Have I said it’s been cold lately?
It’s been cold lately.
The other day, late in the afternoon, I went for a long walk with the animals to savor the last of fall. But it didn’t really feel like fall, because I had to wear one of those hats with long ears (dumbshit hats–because you’re a dumbshit if you don’t have one) and a scarf and a heavy down coat and gloves and my Uggs. Sucked. Except the Uggs. I don’t care that they’re universally hated by men. I fucking love them.
The part that really breaks my heart is how sad and suddenly the oats field turned yellow, or gold. It looks so warm but it was freezing. The wind! Howling. I felt like it was whistling in the space between my ears and the felt interior of my hat.
I cut into the woods on this great trail that follows an old fence row up to the power lines that cut across the property. Can you see Pax? She’s so pretty. It’s hilarious to follow her through all that leaf duff because she’s so clumsy. She’s the least coordinated border collie I’ve ever known. She stumbles on logs and big old rocks. Shortly after I took this picture she sank up to her chest in a pile of leaves that had gathered in a dry creek bed.
I began passing a lot of other plants that looked like they had bag worm sacks at their feet, which is exactly what I assumed they were.
This next bit makes me feel extremely stupid, because it wasn’t until the near the end of my walk when I’d looped through the woods back around to the house that I finally stopped to observe the white fluff stuff. I knelt down next to a single cluster and literally said out loud, “That’s so weird, it really does look like ice, but it can’t be!” And then I reached out to touch it, expecting it to stick to my gloves like cobwebs. It shattered under the weight of my gloved fingertip.
I finally broke off a little piece for closer observation. It really was ice. Really! I’d never seen anything like it.
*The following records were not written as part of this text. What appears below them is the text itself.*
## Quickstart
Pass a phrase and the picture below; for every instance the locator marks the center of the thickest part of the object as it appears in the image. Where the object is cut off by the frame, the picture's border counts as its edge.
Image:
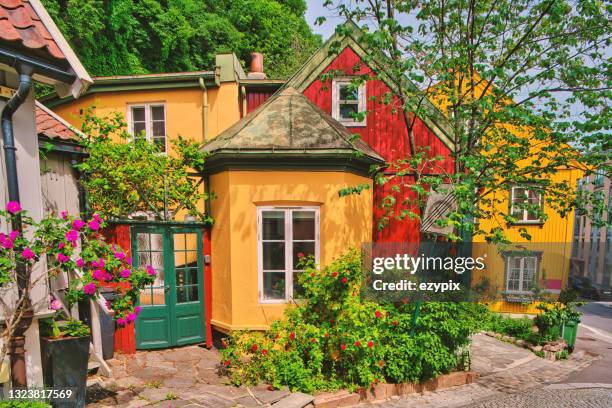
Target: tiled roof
(52, 126)
(21, 26)
(289, 122)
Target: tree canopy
(113, 37)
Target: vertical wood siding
(386, 132)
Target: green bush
(518, 328)
(335, 339)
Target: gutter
(17, 340)
(204, 108)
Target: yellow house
(278, 173)
(197, 105)
(527, 269)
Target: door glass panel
(149, 250)
(186, 267)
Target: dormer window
(348, 100)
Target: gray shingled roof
(289, 123)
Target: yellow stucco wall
(344, 222)
(553, 238)
(183, 108)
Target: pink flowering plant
(72, 244)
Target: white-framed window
(521, 273)
(284, 235)
(347, 101)
(148, 121)
(523, 201)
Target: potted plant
(65, 354)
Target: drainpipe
(17, 342)
(204, 109)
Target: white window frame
(521, 273)
(361, 102)
(148, 121)
(525, 212)
(288, 248)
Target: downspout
(204, 109)
(17, 342)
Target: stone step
(295, 400)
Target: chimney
(256, 71)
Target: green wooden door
(173, 306)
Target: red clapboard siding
(386, 132)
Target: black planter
(64, 364)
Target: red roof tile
(19, 24)
(52, 126)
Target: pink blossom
(98, 274)
(13, 207)
(55, 304)
(94, 225)
(72, 235)
(98, 264)
(78, 224)
(90, 288)
(27, 253)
In all my time in Alaska, in all my time at high elevations, never, ever, once, have I seen something like this.
After, I saw them everywhere, all through the woods, like little dropped napkins.
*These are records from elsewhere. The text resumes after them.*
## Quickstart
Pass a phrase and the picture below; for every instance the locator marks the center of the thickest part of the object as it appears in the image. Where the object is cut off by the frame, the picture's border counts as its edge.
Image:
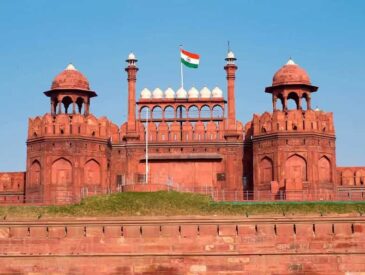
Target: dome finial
(70, 67)
(131, 60)
(290, 61)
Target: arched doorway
(61, 189)
(295, 172)
(266, 172)
(35, 174)
(92, 176)
(324, 166)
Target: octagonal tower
(294, 146)
(68, 148)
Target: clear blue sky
(39, 38)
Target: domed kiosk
(70, 88)
(291, 82)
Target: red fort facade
(184, 140)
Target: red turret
(231, 75)
(132, 77)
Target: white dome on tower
(169, 93)
(181, 93)
(193, 93)
(157, 93)
(217, 92)
(230, 54)
(145, 93)
(205, 93)
(131, 56)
The next day, the local newspaper ran an article on some lady in Kansas or something who’d seen this “extremely rare natural event called frost flowers.” Nobody seems to be able to say for sure, but scientists venture that when a suddenly cold snap occurs, the water bursts up from the roots, or something. I guess they’re more common early in the morning and tend to fade as the sun comes out, but it just didn’t warm up enough to do that in this case. They stayed all day.
And, like so many “rare events,” the comment stream on the article went crazy with stories from hundreds of people in the area who had also seem the frost flowers. We are a collective. Like I said in my 100th post, story is important. It shows us that we’re not alone.